The New Development FinanceThe New Development Finance
kb.osu.edu [PDF]
… Information in the Index Options Market?” Finance Research Letters. doi:10.1016/j.frl.2018.10. 008.[Crossref] , [Google Scholar]). We analyze a high-quality microstructure dataset that includes detailed transaction and investor information to show that overall vega trading does …

Principles of Regulation and Prudential Supervision: Should They Be Different for Microenterprise Finance Organizations?Principles of Regulation and Prudential Supervision: Should They Be Different for Microenterprise Finance Organizations?
kb.osu.edu [PDF]
… Information in the Index Options Market?” Finance Research Letters. doi:10.1016/j.frl.2018.10. 008.[Crossref] , [Google Scholar]). We analyze a high-quality microstructure dataset that includes detailed transaction and investor information to show that overall vega trading does …



Q&A About Vega


What is the organization's name?

The organization's name is Volunteers for Economic Growth Alliance (VEGA).

What are some other Greek measurements that can be used for options trading analysis?

Delta, Gamma, Theta and Rho are also Greek measurements that can be used for options trading analysis.

Where is VEGA headquartered?

VEGA headquarters are located in Washington D.C.

What does a typical project involve?

A typical project involves one or more member organizations working together on an economic development initiative.

Are all members US-based NGOs?

Yes, all members are US-based NGOs.

Who are some of the members of VEGA?

Some of the members include Center for International Private Enterprise, Council for a Community of Democracies, and Eurasia Foundation.

Why is it important to understand Vega?

It is important to understand Vega because it helps investors determine whether or not an option contract offers a competitive spread.

How many countries does each member have offices in?

Each member has offices in developing transitioning economies where USAID operates.

What is Vega?

Vega is the measurement of an option's sensitivity to changes in the volatility of the underlying asset.

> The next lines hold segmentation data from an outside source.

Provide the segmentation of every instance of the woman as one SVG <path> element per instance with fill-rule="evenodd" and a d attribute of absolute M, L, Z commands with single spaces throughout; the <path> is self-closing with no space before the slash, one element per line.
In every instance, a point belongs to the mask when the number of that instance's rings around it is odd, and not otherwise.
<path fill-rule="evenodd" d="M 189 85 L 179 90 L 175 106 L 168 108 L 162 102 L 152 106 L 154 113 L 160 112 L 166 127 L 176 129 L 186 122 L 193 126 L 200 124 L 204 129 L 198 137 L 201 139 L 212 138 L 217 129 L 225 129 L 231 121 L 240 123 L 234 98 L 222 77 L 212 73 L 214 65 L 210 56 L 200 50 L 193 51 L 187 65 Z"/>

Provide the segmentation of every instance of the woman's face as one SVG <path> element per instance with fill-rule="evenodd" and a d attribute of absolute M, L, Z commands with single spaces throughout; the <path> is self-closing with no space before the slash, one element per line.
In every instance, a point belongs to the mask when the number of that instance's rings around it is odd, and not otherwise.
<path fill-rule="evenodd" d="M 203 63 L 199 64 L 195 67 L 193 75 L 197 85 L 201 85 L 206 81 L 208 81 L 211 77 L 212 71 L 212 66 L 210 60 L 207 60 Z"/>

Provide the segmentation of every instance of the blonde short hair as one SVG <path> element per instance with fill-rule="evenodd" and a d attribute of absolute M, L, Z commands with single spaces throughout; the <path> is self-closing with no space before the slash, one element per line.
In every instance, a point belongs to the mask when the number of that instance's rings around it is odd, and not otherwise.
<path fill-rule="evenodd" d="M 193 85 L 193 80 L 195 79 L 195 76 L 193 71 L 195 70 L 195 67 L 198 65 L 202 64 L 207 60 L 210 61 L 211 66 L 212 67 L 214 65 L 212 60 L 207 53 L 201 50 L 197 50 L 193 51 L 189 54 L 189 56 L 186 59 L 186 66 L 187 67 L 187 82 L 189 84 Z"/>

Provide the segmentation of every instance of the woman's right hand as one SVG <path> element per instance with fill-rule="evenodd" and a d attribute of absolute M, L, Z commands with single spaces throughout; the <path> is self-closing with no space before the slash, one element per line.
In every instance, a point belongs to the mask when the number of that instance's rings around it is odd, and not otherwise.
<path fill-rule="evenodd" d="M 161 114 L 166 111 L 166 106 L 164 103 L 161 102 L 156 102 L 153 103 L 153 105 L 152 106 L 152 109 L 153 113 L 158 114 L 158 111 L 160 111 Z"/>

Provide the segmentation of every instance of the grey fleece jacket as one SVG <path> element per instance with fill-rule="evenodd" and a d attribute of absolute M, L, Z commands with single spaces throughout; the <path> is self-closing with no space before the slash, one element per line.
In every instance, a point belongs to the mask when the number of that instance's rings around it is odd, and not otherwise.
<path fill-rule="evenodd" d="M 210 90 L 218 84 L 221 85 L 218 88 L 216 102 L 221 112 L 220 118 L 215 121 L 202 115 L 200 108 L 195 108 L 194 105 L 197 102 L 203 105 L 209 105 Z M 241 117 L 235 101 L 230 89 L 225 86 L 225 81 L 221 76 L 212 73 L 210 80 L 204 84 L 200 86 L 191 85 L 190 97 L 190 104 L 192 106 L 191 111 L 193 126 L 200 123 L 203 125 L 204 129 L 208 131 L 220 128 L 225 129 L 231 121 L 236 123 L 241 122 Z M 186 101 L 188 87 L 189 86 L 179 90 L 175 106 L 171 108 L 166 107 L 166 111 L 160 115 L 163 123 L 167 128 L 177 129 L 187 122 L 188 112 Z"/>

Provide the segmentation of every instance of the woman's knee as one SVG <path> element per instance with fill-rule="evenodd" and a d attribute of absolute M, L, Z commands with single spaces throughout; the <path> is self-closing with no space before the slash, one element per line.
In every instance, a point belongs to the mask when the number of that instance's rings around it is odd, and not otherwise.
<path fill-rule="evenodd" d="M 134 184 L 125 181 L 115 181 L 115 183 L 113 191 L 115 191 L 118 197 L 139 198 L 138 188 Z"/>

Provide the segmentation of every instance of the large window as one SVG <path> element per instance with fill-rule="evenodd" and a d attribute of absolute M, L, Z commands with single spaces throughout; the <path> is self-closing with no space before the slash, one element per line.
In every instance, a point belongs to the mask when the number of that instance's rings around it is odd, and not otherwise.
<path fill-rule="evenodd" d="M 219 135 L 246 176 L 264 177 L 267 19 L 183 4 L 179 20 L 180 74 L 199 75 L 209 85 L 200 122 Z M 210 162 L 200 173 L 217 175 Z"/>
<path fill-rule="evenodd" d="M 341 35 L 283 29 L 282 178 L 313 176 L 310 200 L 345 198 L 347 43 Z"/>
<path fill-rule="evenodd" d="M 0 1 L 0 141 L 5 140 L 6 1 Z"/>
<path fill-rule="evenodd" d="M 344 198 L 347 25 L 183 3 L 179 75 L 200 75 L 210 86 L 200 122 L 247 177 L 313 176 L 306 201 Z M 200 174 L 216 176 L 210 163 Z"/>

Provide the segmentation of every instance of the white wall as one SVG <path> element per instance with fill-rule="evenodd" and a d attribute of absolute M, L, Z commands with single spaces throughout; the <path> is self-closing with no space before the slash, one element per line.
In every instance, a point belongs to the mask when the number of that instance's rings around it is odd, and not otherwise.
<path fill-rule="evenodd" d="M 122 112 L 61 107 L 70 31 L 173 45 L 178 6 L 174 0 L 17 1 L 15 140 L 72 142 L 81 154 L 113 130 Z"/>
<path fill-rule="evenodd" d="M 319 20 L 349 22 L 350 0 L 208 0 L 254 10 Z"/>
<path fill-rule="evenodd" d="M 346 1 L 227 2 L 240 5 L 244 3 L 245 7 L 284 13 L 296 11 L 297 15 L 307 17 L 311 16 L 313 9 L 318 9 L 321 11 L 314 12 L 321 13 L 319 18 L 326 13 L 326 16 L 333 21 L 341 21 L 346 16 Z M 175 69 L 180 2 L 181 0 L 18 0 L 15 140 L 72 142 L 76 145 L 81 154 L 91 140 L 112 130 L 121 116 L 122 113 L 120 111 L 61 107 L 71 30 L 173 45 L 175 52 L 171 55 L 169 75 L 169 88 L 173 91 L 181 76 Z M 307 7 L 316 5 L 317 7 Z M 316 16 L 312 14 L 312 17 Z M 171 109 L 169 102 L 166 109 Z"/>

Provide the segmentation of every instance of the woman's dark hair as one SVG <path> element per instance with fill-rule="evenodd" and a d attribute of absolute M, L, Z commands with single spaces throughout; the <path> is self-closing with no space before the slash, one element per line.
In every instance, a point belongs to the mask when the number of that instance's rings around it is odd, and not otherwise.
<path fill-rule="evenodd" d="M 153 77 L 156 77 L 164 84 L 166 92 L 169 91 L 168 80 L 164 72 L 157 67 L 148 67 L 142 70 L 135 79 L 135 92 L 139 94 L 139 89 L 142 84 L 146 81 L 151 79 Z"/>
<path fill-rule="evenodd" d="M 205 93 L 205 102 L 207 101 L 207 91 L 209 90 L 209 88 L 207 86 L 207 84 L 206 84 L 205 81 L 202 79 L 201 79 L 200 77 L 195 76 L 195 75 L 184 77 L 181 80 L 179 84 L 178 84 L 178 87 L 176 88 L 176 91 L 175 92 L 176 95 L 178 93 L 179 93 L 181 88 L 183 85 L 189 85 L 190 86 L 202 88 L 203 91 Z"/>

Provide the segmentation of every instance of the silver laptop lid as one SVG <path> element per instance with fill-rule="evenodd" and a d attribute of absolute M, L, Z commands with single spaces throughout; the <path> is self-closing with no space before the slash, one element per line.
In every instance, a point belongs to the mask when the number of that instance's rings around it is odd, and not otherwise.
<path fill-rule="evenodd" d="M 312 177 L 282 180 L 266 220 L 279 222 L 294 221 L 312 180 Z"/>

Does each member have different specialties/focus areas they work in/with?

Yes, each member has different specialties/focus areas they work in/with.

What does USAID typically contract with VEGA to do?

USAID typically contracts with VEGA to do specific projects that involve one or more member organizations.

How do you calculate Vega?

You calculate Vega by multiplying the change in implied volatility by the option price.